A new customer came to see me last month. A widow with long-grown and married children. The reason was her wish to use a small part of the equity in her home for donations to children and grandchildren.
The first analysis indicated more than enough space; the monthly charge was easily affordable and the space in the home value ample. I asked about the certificate of inheritance with which the will of her husband, who died 5 years ago, was executed. My client told me it was never made up. Her bank, the pension provider and other bodies had not deemed the certificate of inheritance necessary to preserve her rights that she already had with her husband as a joint beneficiary. The mortgage bank where her loan had to be increased was also practical: a copy of the will and a current confirmation from the central wills register that should show that the will is still current were sufficient to give the customer her new mortgage.

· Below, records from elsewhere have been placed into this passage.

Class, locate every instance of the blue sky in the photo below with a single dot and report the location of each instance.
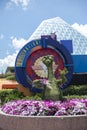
(19, 19)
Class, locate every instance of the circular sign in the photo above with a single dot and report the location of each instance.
(29, 65)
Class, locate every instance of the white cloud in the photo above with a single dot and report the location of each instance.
(18, 43)
(1, 36)
(81, 28)
(23, 3)
(9, 60)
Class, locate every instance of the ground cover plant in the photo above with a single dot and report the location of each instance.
(46, 108)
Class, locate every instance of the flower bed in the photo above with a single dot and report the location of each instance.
(46, 108)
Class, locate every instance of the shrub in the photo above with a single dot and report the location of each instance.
(75, 90)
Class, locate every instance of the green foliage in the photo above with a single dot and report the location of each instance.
(75, 90)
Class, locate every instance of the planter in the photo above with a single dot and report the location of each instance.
(8, 122)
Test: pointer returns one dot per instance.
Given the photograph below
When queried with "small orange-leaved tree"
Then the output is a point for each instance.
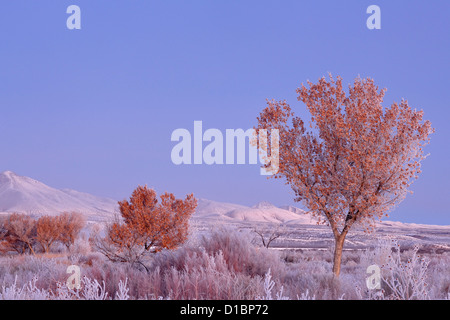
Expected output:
(357, 161)
(146, 225)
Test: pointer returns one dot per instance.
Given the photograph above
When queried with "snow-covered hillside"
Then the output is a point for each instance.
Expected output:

I have asked my client to think hard again, regardless of whether it is necessary for the mortgage bank, to have a certificate of inheritance drawn up by her notary. In that statement, it would be confirmed in this case that she did not reject her inheritance according to the will. Because it has not yet happened, she and her children remain heirs in the undivided estate of her husband. One hopes not for her, but if one of her children dies before she does, and the daughter-in-law demands her inheritance, a conflict comes and perhaps that will lead to the forced sale of the house to which the client is so very attached.
Above all, she did not want any risk of a conflict between the children and that is why she decided to have the statement made. That is not free, but not a waste of money because in the end the statement has to be made. I think that’s sensible.
Two more points. In recent years, the family has behaved as if the well-drafted will had been executed. That is not fiscally correct. This is still a point – dependant on each of the children’s situation – to ponder on. Fortunately for the client, she was not in a hurry to increase the mortgage, her mortgage bank’s competitive rates meant there was no need to switch to another, and her existing mortgage bank was flexible enough not to formally demand a certificate of inheritance. But that can turn out differently, I know from experience.
I am happy that the client can fulfill her wish and that we have prevented unintended, from family law point of view very nasty, risks by actually executing the will.